As far as I understand, the Granger causality analysis is statistically evaluated using an F-test at each node. However, it wasn’t clear to me if any correction was applied for multiple univariate tests. Maybe FDR is appropriate here? You say “Performing the test in both directions, allowed us to identify only nodes showing a significant ( = .05) Granger-causality”—can you expand on the reasoning here?
In Figure 2, are the electrodes inside the contour lines the significant ones? Also, make explicit that this contrast is face > animal. There are several different color scales used for the scalp maps here; I appreciate that the effects are similar across metrics and thresholds, but I’m wondering if it might be more informative to use one scale so we can compare panels more easily.
In Figure 5, why do we observe flat modularity for the animal stimuli? Based on the leftmost 5% panel, it may interact with the threshold. This worries me a bit because it suggests there’s something fundamentally different about the face and animal tasks—but the face results are largely interpreted with reference to the animal task.
First paragraph of the Introduction is very long; I would consider breaking this up a bit.
Page 5, line 50: “prevents to achieve” > “precludes”
Page 5, line 54: “techniques has been” > “techniques, it has been”
Page 6, line 8: reword “mazy” (convoluted?)
Page 6, line 40: “is nevertheless” > “it is nevertheless”
Page 7, line 12: I would change “the evolution of the network” to something like “the temporal evolution or responses in the network” just to make clear what you mean by “evolution”
Page 7, line 24: Unsure what you mean by “the knowledge of the state of the network”

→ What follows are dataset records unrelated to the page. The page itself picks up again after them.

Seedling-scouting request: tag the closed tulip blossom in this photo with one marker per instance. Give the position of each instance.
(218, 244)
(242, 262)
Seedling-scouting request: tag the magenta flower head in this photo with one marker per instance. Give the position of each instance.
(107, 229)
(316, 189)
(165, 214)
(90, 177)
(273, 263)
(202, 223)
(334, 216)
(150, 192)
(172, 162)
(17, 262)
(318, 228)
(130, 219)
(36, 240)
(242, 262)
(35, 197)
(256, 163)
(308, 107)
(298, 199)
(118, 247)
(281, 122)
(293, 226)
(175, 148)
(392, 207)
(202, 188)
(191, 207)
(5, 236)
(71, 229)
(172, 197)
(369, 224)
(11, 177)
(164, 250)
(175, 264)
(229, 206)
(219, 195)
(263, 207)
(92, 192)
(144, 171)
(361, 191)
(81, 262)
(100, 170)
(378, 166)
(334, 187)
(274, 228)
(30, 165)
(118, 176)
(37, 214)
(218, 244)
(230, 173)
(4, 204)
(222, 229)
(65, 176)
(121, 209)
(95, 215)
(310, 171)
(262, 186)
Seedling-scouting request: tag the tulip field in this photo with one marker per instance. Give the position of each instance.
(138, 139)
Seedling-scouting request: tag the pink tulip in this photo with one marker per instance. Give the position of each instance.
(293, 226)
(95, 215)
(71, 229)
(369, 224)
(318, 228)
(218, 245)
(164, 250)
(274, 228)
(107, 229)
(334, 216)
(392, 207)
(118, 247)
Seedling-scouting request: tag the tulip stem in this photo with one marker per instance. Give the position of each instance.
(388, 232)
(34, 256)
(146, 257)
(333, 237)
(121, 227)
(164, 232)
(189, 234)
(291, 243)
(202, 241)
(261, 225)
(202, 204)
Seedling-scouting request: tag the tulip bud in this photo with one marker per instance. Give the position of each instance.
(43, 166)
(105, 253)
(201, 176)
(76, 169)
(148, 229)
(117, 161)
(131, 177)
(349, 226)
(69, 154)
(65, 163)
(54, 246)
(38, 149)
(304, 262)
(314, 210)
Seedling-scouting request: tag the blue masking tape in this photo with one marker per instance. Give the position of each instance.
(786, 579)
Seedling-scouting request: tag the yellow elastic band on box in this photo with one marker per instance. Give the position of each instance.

Page 9, line 38: Really only 6 male out of 34 subjects?
Page 9, line 60: “ending to” > “ending at”
Page 10, line 3: “step” > “steps”
Page 12, line 5: “derived computing” > “derived by computing”
Page 14, line 17: “has nonetheless” > “nonetheless has”
Page 14, line 24: “influent” > “influential”
Page 14, line 28: Any justification for the particular damping value of .85? Is there a precedent for this? Did you try other values?
Page 15, line 27: “statistics” > “statistic”
Page 15, line 33: “networks” > “network”
Page 22, line 9: Make clear that these >0 values (e.g. 0.2–0.4) are in the direction of a random network (not a lattice).
Page 26, line 3: Is there some precedent in the literature for considering -0.5 to 0.5 as the range for “small-worldness”?
Page 26, line 8: Are you referring to small-world topology popularized in resting-state fMRI? Seems like quite a stretch (in terms of time-scale, physiological basis) from rs-fMRI to EEG.
Bedny, M., Aguirre, G. K., & Thompson-Schill, S. L. (2007). Item analysis in functional magnetic resonance imaging. NeuroImage, 35(3), 1093–1102.
Westfall, J., Nichols, T. E., & Yarkoni, T. (2016). Fixing the stimulus-as-fixed-effect fallacy in task fMRI. Wellcome Open Research, 1, 23.
Yarkoni, T. (2019). The generalizability crisis. PsyArXiv.